When I was young, there was no joy like the joy of hearing there was a baseball game behind the Guilbaults’ house. The Guilbaults family lived three doors down and had converted part of their huge backyard into a baseball field. They had baselines and bat racks, they even had a makeshift backstop.
When we knew there was a game we would grab our gloves and bats and run to their backyard to choose up sides. We would play for hours, enjoying every minute of the competition and the strategy and the arguments about safe or out, ball or strike.
Sometimes we played through dinner, but we had to stop when the street lights came on because, obviously, the field behind the Guilbaults’’ home was not lighted. Do you know what else the Guilbaultses did not have behind their house? Crowds! Not one time did our slow- paced, argument-filled, poorly executed game draw a crowd. I can’t recall one spectator. And yet we loved those games.
I would suggest that every player in Major League Baseball has a memory like that somewhere in his past. The truth is, most of them probably played with very few fans at their high school games, and some were likely offended by how few people attended their college contests.
So, as strange as it will be to play Major League Baseball without fans-in-the-stands, as has been proposed as the game’s officials plot the near future, we are not breaking new ground here. Countless games have been played without a chant or a cheer.
But of course, there will be fans. In fact, millions of them will watch on Fox Sports Southwest and other networks. Those fans have missed sports so much that they will have a new appreciation for the product, the players, the process. Those fans have missed sports so much that they will be glued to the games. And they will cheer and chant and high five each other in the non-masked safety of their living rooms.
All of that is not to minimize how strange this is going to be. COVID19 has changed our world forever, and we are about to embark on an era of radical transition in professional sports.

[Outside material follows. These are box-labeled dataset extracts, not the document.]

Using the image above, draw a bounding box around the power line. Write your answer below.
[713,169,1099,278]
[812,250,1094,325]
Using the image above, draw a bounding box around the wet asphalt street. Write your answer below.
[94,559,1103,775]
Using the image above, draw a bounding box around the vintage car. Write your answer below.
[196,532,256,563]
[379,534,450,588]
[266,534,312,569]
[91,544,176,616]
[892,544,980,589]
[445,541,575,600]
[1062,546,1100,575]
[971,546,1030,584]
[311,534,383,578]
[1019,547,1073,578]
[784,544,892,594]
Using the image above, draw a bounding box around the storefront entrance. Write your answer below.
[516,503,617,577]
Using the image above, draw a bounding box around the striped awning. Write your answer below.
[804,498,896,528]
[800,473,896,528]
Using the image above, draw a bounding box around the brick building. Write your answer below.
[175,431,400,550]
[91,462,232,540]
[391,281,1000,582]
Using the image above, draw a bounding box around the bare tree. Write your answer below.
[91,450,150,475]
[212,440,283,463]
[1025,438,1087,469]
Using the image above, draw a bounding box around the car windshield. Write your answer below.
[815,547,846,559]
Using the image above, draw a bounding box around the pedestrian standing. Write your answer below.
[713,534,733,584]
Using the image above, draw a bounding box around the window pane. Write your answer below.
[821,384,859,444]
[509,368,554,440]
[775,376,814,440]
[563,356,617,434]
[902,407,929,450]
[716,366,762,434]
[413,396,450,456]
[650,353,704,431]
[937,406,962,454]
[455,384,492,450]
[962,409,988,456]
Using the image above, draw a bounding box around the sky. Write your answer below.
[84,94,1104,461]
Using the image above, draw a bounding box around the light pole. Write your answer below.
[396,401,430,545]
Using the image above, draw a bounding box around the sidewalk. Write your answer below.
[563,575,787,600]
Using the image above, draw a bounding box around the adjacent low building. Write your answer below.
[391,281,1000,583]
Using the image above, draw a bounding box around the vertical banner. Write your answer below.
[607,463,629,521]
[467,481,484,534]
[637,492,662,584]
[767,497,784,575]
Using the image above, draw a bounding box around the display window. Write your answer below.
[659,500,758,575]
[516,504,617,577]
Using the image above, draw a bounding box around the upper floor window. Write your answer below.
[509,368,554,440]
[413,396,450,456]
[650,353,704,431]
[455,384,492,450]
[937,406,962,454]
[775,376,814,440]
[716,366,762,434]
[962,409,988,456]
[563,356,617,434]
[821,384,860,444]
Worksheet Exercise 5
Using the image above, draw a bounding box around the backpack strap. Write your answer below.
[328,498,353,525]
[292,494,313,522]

It is okay to mourn the Opening Day opportunity to inaugurate Globe Life Field. It’s okay to long for the taste of a Boomstick and the chance to grab a cold one at Texas Live. And it’s okay not only to cheer-on but also to empathize with our players.
I realize that it is often difficult to feel empathy because the players are paid so handsomely. But their world has changed just like yours. And guess what? Money can’t buy what these guys want. Like all of us, they want their families to be healthy, their friends to be nearby, and their lives to be normal. Sports normal. They want us with them.
In the short term, I won’t be attending the games either. All Ranger announcers and broadcasters will be in a studio – also watching the games on TV – and providing our commentary in a sterile environment. We will miss the sounds and smells and the fans-in-the-stands, too. Nobody wants this, nobody asked for this, but everybody must deal with it as safely as possible.
So when the games come back, turn on the TV or radio, and make yourself at home. Get creative with your family and socially-distanced friends and create some new memories around America’s pastime.
The players might feel like they are in someone’s backyard playing a game they love and hopefully, giving you a diversion and a reason to chant and cheer in the midst of this pandemic year.